"Messrs. Bird are your owners and mine," said Kettle significantly.
"Oh!" said the newly-made captain, "I'm not one of your old-fashioned sort that thinks an owner a little tin god."
"My view is," said Kettle, "that your owner pays you, and so is entitled to your respect so long as he is your owner. Besides that, whilst you are drawing pay, you're expected to carry out orders, whatever they may be, without question. But I don't think we'll talk any more about this, my lad. You're one of the newer school, I know, and you've got such a big notion of your own rights that we're not likely to agree. Besides, you've got to check my accounts and see I've left it all for you ship-shape, and I've to pull my bits of things together into a portmanteau. See you again before I go away, and we'll have a drop of whisky together to wish the Parakeet's new 'old man' a pile of luck."
At the edge of the harbor, Aden baked under the sun, but Kettle was not the man to filch his employer's time for unnecessary strolls ashore. The salvage steamer rolled at her anchor at the opposite side of the harbor, and Kettle and two portmanteaux were transhipped direct in one of the Parakeet's boats.
He was received on board by an affable Italian, who introduced himself as Captain Tazzuchi. The man spoke perfect English, and was hospitality personified. The little salvage steamer was barely 300 tons burden, and her accommodation was limited, but Tazzuchi put the best room in the ship at his guest's disposal, and said that anything that could act for his comfort should be done forthwith.
"Y'know, Captain," said Tazzuchi, "this is what you call a 'Dago' ship, and we serve out country wine as a regular ration. But I thought perhaps you'd like your own home ways best, and so I've ordered the ship's chandler ashore to send off a case of Scotch, and another of Chicago beef. Oh yes, and I sent also for some London pickles. I know how you English like your pickles."
In fact, all that a man could do in the way of outward attention Tazzuchi did, but somehow or other Captain Kettle got a suspicion of him from the very first moment of their meeting. Perhaps it was to some extent because the British mariner has always an instinctive and special distrust for the Latin nations; perhaps it was because the civility was a little unexpected and over-effusive. Putting himself in the Italian's place, Kettle certainly would not have gone out of his way to be pleasant to a foreigner who was sent practically to supersede him in a command.
But perhaps a second letter which he had received, giving him a more intimate list of the duties required, had something to do with this hostile feeling. It was from the same hand which had written the firm's formal letter, but it was couched in quite a different vein. Isaac Bird was evidently scared for his very commercial existence, and he thrust out his arms to Kettle on paper as his only savior. It seemed that Alexander Bird, the younger brother, had been running a little wild of late.

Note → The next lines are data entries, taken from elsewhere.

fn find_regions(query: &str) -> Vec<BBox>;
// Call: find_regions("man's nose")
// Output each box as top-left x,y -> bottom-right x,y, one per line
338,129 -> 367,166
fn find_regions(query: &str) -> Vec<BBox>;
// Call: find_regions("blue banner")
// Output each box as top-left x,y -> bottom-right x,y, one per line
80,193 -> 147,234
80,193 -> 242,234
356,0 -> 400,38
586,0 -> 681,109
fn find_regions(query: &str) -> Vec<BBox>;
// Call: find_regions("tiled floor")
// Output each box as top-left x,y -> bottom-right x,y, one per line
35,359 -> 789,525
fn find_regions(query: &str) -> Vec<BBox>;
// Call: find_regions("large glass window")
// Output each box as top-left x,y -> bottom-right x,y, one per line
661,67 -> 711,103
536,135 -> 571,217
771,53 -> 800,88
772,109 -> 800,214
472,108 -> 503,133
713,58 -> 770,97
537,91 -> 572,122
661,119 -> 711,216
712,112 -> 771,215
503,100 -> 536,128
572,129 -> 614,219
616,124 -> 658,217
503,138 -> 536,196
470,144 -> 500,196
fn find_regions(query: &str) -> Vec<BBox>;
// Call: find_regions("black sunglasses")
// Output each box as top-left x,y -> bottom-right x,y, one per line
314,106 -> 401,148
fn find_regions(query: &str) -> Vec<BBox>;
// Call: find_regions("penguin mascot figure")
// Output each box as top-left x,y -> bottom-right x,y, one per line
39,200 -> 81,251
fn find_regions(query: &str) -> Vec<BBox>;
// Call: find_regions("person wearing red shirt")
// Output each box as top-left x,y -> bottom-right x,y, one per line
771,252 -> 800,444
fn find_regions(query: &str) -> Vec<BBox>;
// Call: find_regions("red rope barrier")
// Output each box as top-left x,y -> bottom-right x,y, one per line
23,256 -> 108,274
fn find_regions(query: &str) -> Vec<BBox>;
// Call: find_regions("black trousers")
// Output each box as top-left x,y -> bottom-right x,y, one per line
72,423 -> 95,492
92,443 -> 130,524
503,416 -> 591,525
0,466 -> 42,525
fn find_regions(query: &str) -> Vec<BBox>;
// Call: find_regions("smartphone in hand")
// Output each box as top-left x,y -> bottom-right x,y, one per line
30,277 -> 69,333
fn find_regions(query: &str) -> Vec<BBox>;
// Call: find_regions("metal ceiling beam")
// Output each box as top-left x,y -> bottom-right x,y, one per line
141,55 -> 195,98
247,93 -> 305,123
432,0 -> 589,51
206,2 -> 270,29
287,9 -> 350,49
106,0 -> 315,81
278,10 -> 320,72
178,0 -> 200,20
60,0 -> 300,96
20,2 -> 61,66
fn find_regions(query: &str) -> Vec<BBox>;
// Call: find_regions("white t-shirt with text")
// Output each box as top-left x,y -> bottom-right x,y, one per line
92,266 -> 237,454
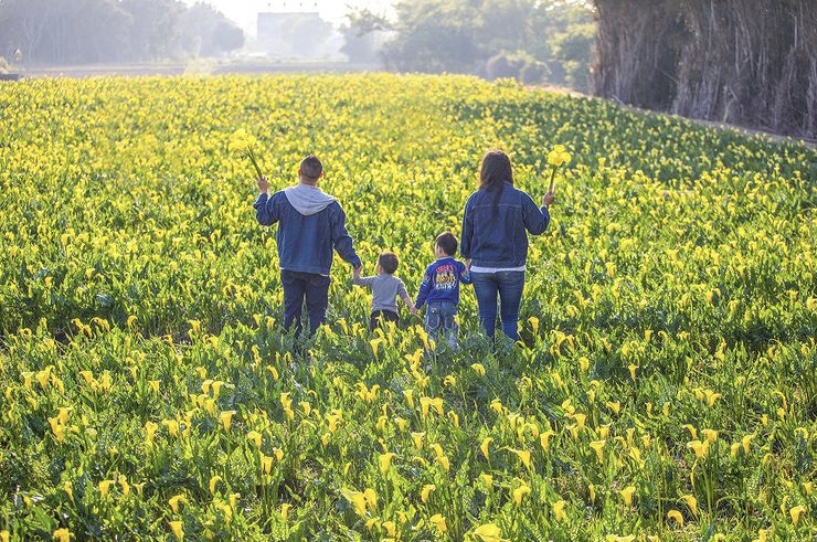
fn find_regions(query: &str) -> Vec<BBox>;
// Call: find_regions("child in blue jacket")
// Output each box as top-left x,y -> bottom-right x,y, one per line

The wreck of the Grecian had been put up for auction; Alexander strolled into the room by accident, and bought at an exorbitant figure. He came and announced his purchase to Isaac, declaring it as an instance of his fine business instincts. Isaac set it down to whisky, and recriminations followed. Alexander in a huff said he would go out and overlook the salvage operations in person. Isaac opined that the firm might scrape to windward of bankruptcy by that means, and advised Alexander to take remarkable pains about keeping sober. But forthwith Alexander, still in his cups, "and at a music hall, too, a place he knows 'Isaac's' religious connection holds in profound horror," gets to brawling, and is next discovered in hospital with a broken thigh.
"I have found Alexander's department of the business very tangled," wrote Isaac, "when I began to go into his books the first day he was laid up, and the thought of this new complication drove me near crazy. Salvage is out of our line; Alexander should never have touched it. But there it is; money paid, and I've had to borrow; and engaging that Italian firm for the job was the best thing I could manage. What English firms wanted was out of all reason. I don't wonder at Lloyds selling wrecks for anything they will fetch. A pittance in cash is better than getting into the hands of these sharks" (sharks was heavily underscored). "And what guarantee have I that the firm will pocket even that pittance? How do I know that I shall see even the money outpaid again, let alone reasonable interest? None."